締めの部分、「殺された自分の作品を満足気に発表している奴らは、ブログでガキの自慢をするおにいちゃんおねえちゃんよりも「恥じらい」がないと思っている」の部分は、週刊俳句の落選展を指していると解した。

落選展をどう捉えるかは、出品者のそれぞれに大きく異なると思うが、そのひとりとして私自身には「ゾンビ」の感じがないこともない。ゾンビも「続ゾンビ」「ゾンビⅢ」となってくると、興行として、どーなのだろー?という気が個人的には若干している。

ただ、よく言われる「書くことは、恥をかくこと」は、たしかにそうで、いま書いているこれもそう。きのう句会に出した句もそう。含羞への価値の置き方は、これもまた人によって大きく違う。



佐藤文香・未だ逢わざる一句のために」は、タイトルからすると、この記事の前半に書いた俳句の可能性にまつわるとも言えるが、内容は、「わかる句」と「わからない句」についてがもっぱら。これも俳句にとっての大テーマだが、「わからない」とひとことで言われることに、いくつかの異なる内容・層があることを、腑分けして考える必要があろう。
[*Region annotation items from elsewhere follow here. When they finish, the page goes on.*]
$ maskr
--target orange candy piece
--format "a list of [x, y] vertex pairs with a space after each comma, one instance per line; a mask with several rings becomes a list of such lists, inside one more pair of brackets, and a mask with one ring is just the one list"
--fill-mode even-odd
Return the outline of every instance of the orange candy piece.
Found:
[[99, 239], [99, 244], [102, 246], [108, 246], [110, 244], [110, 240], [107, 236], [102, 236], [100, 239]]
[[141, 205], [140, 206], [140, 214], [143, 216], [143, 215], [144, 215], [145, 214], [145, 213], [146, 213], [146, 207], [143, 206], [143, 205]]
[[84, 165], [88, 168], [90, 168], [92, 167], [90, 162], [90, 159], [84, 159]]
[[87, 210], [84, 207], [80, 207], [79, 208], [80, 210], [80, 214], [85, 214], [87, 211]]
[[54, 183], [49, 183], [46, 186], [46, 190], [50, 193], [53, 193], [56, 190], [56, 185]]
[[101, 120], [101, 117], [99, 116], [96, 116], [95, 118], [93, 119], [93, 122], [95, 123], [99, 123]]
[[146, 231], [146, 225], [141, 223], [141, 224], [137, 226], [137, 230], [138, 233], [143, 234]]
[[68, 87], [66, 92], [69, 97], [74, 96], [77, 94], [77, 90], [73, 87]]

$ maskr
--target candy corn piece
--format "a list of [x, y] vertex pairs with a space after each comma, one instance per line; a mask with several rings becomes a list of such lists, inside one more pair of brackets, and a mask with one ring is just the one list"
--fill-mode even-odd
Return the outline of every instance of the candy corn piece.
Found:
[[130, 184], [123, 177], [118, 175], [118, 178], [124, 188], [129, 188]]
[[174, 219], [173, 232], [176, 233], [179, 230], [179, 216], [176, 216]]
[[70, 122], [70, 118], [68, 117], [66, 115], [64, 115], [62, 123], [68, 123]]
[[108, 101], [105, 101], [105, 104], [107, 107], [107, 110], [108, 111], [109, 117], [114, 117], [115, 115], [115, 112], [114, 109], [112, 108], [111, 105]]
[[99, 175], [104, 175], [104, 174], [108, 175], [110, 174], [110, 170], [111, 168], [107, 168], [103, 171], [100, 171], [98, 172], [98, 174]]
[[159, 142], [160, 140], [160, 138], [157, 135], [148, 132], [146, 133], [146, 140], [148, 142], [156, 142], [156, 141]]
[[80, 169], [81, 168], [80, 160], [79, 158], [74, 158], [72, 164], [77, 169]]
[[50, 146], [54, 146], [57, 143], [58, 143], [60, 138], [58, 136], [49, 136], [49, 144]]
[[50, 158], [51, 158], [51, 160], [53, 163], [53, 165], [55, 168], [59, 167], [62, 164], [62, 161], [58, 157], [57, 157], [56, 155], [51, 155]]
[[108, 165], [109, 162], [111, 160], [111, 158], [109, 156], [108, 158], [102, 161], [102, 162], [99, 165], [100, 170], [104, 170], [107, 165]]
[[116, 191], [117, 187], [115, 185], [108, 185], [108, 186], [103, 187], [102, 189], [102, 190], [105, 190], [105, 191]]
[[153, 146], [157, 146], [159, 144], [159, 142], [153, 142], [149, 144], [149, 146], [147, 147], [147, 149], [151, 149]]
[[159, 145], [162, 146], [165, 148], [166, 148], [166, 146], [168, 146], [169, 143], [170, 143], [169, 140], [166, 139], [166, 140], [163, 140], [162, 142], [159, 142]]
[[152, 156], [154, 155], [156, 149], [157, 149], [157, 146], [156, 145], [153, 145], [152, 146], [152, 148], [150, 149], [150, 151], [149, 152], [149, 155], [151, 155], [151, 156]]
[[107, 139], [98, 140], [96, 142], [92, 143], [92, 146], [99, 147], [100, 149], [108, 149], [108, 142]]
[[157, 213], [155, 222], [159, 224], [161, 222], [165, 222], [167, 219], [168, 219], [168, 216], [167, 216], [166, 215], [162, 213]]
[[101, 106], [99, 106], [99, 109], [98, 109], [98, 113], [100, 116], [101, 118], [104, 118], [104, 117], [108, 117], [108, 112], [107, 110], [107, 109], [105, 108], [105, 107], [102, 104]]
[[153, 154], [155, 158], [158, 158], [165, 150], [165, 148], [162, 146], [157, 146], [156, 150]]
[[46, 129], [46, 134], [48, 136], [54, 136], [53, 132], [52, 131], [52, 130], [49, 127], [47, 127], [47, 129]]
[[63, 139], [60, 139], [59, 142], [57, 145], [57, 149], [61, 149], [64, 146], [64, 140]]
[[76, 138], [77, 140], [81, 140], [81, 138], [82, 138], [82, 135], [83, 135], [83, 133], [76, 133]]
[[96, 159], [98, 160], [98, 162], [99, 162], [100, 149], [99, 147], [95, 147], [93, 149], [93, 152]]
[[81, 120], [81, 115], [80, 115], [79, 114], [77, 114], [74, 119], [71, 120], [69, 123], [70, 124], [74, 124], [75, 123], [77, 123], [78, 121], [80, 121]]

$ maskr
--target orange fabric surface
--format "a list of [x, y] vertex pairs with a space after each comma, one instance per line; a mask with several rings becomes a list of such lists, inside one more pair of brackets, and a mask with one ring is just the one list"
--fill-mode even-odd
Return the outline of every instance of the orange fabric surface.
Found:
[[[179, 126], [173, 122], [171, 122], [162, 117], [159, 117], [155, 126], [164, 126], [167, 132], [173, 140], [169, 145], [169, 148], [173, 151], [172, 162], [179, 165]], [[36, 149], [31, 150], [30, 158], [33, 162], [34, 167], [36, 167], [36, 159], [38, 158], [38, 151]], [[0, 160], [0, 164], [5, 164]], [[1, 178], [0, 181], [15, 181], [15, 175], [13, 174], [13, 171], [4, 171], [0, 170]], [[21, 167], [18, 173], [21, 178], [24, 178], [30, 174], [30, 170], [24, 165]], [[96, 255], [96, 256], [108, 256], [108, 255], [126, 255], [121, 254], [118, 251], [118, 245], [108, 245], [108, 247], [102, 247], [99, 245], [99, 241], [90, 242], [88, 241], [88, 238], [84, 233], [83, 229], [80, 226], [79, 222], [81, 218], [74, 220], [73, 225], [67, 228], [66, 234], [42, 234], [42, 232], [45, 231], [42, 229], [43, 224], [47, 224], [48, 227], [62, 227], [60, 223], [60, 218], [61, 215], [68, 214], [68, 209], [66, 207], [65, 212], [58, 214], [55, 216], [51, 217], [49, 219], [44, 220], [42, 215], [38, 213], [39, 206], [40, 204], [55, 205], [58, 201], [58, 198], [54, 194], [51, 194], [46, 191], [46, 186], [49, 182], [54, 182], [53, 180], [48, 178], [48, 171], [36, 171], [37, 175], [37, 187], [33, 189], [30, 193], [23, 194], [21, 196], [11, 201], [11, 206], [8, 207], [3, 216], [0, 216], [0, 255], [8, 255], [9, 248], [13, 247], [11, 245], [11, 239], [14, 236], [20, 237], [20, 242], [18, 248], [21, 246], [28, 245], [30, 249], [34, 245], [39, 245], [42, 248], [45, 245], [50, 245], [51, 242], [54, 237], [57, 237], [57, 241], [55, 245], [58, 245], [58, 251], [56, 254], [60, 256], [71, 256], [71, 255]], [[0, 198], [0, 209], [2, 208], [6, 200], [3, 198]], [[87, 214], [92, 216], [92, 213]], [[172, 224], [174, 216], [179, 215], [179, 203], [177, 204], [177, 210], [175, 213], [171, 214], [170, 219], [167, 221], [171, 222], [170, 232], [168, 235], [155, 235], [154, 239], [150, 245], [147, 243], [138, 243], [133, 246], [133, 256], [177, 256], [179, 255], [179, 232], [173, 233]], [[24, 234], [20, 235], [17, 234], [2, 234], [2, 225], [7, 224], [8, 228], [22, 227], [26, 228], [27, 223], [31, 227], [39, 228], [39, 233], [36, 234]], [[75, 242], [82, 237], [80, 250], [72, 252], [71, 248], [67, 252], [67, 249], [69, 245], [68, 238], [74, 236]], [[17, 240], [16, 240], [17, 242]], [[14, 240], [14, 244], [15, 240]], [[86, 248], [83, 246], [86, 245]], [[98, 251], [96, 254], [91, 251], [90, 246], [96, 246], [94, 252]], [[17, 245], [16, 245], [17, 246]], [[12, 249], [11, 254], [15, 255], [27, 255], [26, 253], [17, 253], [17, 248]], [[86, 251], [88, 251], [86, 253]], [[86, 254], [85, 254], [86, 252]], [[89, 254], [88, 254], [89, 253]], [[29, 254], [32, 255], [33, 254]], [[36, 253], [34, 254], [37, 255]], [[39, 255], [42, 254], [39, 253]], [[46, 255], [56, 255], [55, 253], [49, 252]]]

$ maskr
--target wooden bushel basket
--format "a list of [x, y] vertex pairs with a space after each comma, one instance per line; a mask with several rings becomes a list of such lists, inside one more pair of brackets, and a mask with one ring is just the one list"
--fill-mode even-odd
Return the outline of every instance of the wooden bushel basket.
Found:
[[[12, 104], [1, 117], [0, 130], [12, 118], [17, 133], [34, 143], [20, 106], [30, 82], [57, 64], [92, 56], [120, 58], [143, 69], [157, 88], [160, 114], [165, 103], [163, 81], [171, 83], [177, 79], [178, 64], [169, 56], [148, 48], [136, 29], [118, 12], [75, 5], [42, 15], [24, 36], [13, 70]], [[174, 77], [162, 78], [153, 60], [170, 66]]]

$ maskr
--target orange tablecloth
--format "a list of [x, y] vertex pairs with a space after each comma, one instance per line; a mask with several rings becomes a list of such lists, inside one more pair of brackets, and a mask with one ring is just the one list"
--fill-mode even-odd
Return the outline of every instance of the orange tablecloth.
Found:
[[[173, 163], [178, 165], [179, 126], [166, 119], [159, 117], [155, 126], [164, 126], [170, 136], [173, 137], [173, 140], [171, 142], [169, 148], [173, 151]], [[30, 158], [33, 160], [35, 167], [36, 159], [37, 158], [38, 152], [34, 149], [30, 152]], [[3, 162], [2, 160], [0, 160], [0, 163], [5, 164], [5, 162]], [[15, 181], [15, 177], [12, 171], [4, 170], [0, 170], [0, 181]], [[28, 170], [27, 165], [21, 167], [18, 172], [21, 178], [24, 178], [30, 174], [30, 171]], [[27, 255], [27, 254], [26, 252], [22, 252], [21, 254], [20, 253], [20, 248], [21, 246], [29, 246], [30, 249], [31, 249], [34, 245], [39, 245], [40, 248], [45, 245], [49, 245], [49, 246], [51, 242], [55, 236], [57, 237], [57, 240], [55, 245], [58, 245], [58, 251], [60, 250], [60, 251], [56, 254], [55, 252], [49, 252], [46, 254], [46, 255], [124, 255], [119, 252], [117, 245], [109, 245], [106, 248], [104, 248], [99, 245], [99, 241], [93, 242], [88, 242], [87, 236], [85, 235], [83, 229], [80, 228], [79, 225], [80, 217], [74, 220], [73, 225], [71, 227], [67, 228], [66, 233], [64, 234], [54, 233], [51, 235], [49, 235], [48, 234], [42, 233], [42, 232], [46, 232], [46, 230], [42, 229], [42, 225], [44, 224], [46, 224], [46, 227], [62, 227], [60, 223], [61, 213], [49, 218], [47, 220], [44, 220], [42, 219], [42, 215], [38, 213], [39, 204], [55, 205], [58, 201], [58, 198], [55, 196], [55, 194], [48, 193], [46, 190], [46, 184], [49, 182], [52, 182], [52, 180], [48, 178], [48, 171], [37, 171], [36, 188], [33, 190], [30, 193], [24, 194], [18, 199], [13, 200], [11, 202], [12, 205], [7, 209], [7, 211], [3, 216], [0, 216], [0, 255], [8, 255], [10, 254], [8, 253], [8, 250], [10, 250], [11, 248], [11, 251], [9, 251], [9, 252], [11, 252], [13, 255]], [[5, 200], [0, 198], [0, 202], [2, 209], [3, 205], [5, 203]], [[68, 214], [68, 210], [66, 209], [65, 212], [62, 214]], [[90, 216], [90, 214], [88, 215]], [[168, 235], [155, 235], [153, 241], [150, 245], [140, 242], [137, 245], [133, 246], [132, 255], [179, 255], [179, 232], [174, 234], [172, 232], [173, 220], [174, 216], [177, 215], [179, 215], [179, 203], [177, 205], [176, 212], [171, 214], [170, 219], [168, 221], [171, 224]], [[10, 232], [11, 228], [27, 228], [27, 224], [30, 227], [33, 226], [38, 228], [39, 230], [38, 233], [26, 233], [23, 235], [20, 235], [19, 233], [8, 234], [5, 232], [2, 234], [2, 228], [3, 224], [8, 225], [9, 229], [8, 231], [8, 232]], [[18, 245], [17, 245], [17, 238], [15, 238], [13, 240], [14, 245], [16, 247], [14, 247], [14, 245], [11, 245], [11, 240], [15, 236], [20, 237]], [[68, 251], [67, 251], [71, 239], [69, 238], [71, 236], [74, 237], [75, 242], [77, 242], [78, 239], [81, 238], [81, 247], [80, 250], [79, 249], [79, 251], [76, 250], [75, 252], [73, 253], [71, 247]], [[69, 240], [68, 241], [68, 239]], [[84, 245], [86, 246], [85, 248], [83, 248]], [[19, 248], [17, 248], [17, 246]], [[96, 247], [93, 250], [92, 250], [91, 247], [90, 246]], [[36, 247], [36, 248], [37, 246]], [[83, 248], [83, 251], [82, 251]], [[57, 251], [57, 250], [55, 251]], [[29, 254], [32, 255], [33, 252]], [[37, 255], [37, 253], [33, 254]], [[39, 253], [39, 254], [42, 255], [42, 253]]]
佐藤が挙げる「洋梨とタイプライター日が昇る」(高柳克弘)に向けられる「わからなさ」の質をまず同定する作業が必要で、そこが抜けたままなので、了解性もまた、雑多な内容(意味の明快、意図の明快)を含んだままに論じることになった。

「洋梨と~」の句に、わからなさは存在しない、と私などは思ってしまう。三つの事物事象に「不明」はない。この構文にも不明瞭はない。どこがわからないのか、わからない、というやつだ。

ある句をわからないというとき、構文的に意味が解せない(省略等も含め)、経緯・顛末がわからない、趣向が見出せない(洋梨の句のわからなさはおそらくこれに該当)、どこがいいのかわからない…等、多様のはずだ。そこを分けて書く必要がやはりあると思う。

だが、それより以前に、この問題は、「関悦史・断章三つ」に引かれた松浦寿輝「わからなさについて」(『スローモーション』1987年・思潮社)にすでに、答えというのではないが、「すべてをこの『万人共感の世界』に収斂させていく等身大幻想の支配する批評言語の空間を、われわれはふつう『鑑賞』と呼んでいる」という重要な指摘がある(他の引用も、きわめて示唆深い)。



作句の技法について書く「鴇田智哉・0は無理だが」は、根源的な(それでいて俳人日常的な)テーマをめざしたものなのだろうが、やや基本・基礎にとどまって、「お茶を濁した」感。

鴇田の設定する「即物的要素」と「宣言的要素」は、乱暴に換言すれば、客観と主観であり、客観が俳句の材料であることには、多くの人がすでに同意済みだろう。

「花が咲く」という一見「即物的」と思える言辞にも、そうと判断を下したのだから「5パーセント」くらい宣言的であるという把握はおもしろく、では、それを0パーセントに近づけるには? というところが、この記事のミソ、というか鴇田智哉俳句の「秘儀」。

なのだが、出し惜しみなのか、詳述はない(当たり前か、企業秘密をそれほど簡単に明かすはずがない)。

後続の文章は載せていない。